Friday, April 5, 2013

Right to Know CA Legislation



The EFF and ACLU of Northern California have helped California Assemblymember Bonnie Lowenthal introduce a new proposal called the Right to Know Act (AB 1291, PDF new window). The legislation is directed for customers wanting to know how much personal information is being disclosed to third parties from businesses that collect information for marketing purposes. Current CA law requires a response within thirty days of the names and addresses of the recipients of that information. This amendment would require the business to 1) provide to any customer, at no charge, a copy of that information, the names of contact information for all 3rd parties that the business shared the information for the last 12 months, and 2) provide information regarding the privacy policy and avoiding disclosure of personal information. Violation of these provisions would constitute an injury to the consumer. It does not create additional categories of privacy.

The EFF considers this a much needed update to the transparency law for the digital age, since the previous version was tailored for direct marketing. For example, the previous statute does not mention location data, which is increasingly valuable as smartphones proliferate. The EFF suggests that because Europeans have similar sorts of access, companies already have the “systems in place to facilitate user access.” It does not acknowledge that importing these systems to the US could incur costs, through software installation or greater demands on consumer service requiring detailed responses (though I can see the second part of the bill being satisfied by a boilerplate description). It also does not access whether requests for personal knowledge will be affected by the bills passing.

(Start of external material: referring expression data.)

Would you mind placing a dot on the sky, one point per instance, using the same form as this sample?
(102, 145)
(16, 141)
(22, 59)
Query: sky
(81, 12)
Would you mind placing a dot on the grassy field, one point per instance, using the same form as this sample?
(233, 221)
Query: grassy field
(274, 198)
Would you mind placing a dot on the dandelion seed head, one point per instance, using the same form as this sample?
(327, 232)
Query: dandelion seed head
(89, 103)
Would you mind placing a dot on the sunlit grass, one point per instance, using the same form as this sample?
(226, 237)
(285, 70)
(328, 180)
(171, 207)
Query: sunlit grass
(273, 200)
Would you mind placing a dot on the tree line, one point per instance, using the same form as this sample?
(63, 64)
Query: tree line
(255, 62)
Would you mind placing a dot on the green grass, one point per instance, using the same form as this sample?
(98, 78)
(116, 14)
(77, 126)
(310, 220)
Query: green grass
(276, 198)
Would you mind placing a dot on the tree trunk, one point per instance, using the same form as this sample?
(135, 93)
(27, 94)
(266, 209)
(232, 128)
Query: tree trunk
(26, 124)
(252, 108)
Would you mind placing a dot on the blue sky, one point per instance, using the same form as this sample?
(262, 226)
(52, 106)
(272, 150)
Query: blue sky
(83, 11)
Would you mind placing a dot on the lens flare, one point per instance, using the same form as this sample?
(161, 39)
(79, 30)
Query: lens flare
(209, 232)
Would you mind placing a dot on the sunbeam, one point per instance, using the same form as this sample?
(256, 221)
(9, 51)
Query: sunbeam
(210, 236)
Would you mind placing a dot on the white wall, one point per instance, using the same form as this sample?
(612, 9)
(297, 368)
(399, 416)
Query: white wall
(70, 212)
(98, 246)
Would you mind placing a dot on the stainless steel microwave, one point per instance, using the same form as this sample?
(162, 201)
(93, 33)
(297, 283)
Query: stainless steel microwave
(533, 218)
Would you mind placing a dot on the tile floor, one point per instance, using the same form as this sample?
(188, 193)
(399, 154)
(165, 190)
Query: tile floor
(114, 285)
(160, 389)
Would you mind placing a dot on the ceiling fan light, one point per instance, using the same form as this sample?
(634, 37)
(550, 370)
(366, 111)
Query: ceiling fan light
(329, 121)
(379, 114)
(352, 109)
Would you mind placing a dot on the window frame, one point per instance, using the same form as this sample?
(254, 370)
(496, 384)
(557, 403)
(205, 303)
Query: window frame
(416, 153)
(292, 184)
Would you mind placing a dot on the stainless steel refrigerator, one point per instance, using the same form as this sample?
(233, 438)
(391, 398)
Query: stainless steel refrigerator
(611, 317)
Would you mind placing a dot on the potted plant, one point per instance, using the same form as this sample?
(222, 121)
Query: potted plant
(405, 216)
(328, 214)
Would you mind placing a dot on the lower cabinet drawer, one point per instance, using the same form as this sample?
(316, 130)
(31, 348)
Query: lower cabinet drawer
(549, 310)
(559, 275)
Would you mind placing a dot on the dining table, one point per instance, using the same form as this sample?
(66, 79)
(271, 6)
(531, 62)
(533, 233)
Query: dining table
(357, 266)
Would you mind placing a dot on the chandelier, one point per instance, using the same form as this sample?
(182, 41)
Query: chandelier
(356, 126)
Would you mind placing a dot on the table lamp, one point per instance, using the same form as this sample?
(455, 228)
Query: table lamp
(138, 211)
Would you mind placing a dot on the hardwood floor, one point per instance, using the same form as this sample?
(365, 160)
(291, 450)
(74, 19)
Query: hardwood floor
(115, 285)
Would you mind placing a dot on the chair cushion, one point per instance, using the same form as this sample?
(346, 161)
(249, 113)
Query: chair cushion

Although California is at the forefront of consumer privacy in the US, the bill has just been introduced so there is no knowledge of its probability of passing or existing in a diluted form. Data brokers have been notorious in refusing to name information sources, even to Congressional caucuses (here's an example letter: PDF new window); Senate investigations have been fruitless and their responses have been general, with even one organization (FICO) denying they even are a data broker. Whether they exercise their lobbying power to combat this bill remains to be seen.